First, for five years anyone questioning Native Protesters' rights to do an occupation, to use violence or to say anything negative about what was happening in Caledonia was immediately painted as a racist white supremacist.

Second, anyone refusing to acknowledge the historical abuses as justification for everything that happened in Caledonia was condemned.

It is amazing how quickly people have come out against this peaceful occupation of an old unused building. Within a week Laurel Curley, Coordinator of Six Nations Youth Movement, issued a public apology stating, "I would like to apologize to... anyone who may have been misled, manipulated, confused, disrespected or dishonoured by recent events."

Ms. Curley was upset by the fact that the youth involved in the occupation were using the name from her organization without their permission. She has been working with the youth since February of this year and she states, "we would not support any illegal action or criminal behaviour.... we didn't appreciate our name being used, being lied to, and purposely being misled, we were told by the organizers (of the occupation) that they can do whatever they want to do using the Six Nations Youth Movement name, that we can't stop them and that the reason they wouldn't tell us their intentions and plans beforehand was because they knew we wouldn't support anything that isn't legal..."

The occupiers claim that after "twenty years of campaigning, asking, pleading, there is NO YOUTH CENTRE on Six Nations... We are creating a Youth Center FOR the people and BY the people. We are not interested in collaborating with any colonial structures: Band Council, Police, CAS or corporations... We are reclaiming this site for Women's and Youth Sacred Fire, started from ashes collected from sites of struggles and ceremony all over Turtle Island."

The biggest critic of this occupation is Helen Miller, District 4 Councillor - Six Nations, who provided a public statement in the Turtle Island News stating, "We have members of the Men's Fire telling people provincial laws don't apply here or that Six Nations Police have no authority or jurisdiction here all of which promotes lawlessness... People think a youth centre will solve all the problems but it won't. Some First Nations who have a youth centre claim the centre becomes a haven for drug dealers."

She then states, "What do we need to do to make our community a better place to live? First of all we have to stop blaming colonization, stop blaming residential schools, and stop blaming 1924... Secondly we all have to take responsibility for what has happened to our community. Too many people find it easier to close a blind eye. Or too many people expect council to deal with and fix everything... "
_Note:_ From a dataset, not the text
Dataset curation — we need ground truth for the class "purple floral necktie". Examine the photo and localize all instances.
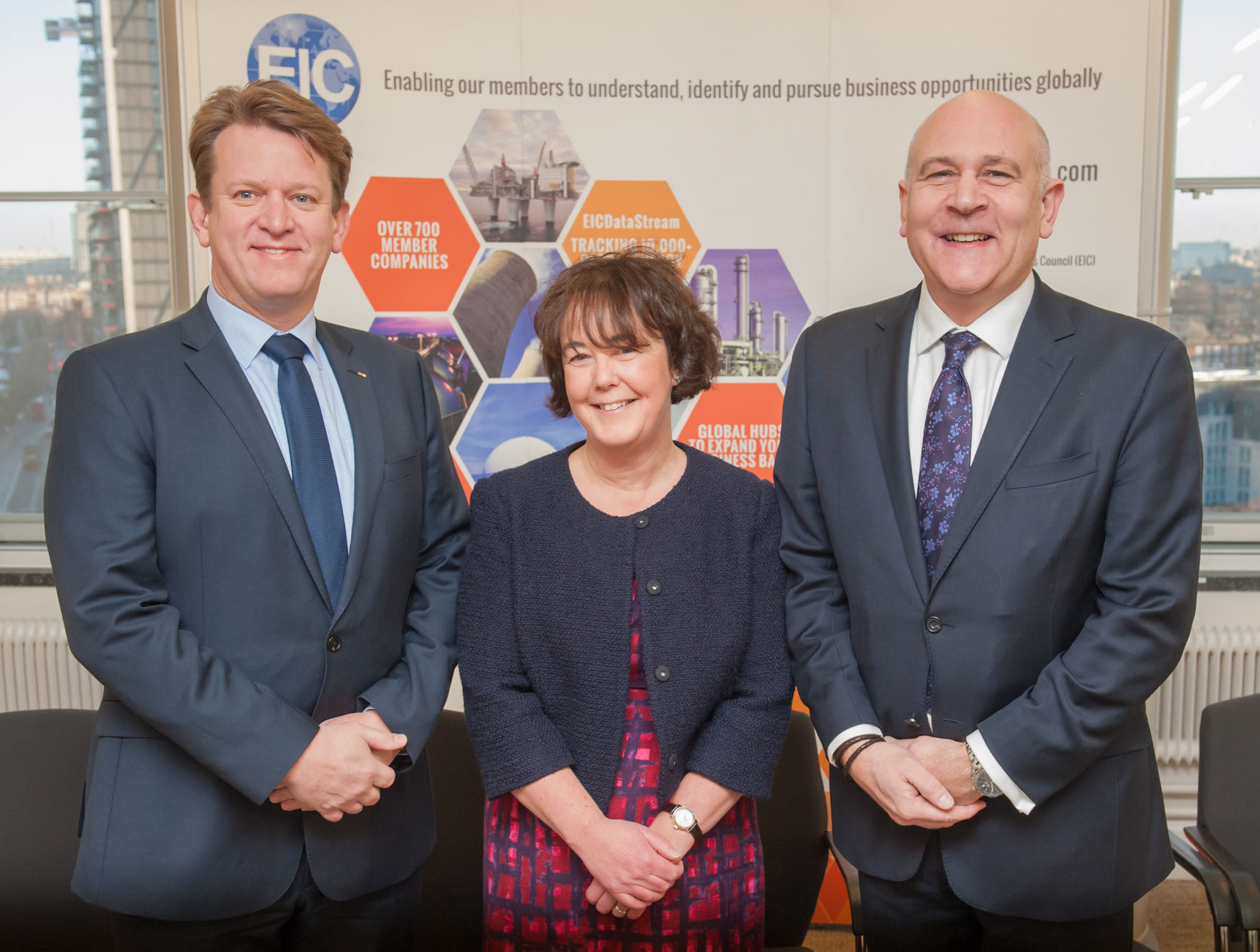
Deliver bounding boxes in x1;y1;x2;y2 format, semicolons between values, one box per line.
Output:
916;331;980;579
I am not sure exactly what the leadership and parents on Six Nations thought was going to happen when they told the youth that the way to resolve conflict was to reject all authority over you and to take the matter into your own hands. What did they think would happen when they sent the youth into Caledonia to do illegal occupations, use violence, disrespect the police and government, threaten and harass the residents while being told all problems in life exist because of the evil white man and colonialism? Did they believe that suddenly these youth would return to Six Nations and obey authority over them?

The occupiers are thanking people for their donations of "water, food, tobacco, medicine, drum/singing, audio equipment usage, gas, tents, blankets, wood, teepees, picnic tables, time and friendship". They are asking for more "flash/flood lights, cell phone minutes (VIRGIN mobile), Healthy Home-Cooked food (mostly chips and cookies right now), flags, folding tables, Letters of Support, blankets/sleeping bags, umbrellas, tarps, bug spray, sunscreen, projector for movie nite, megaphone..."

As you can see they are planning for a long occupation - ironic justice if you ask me.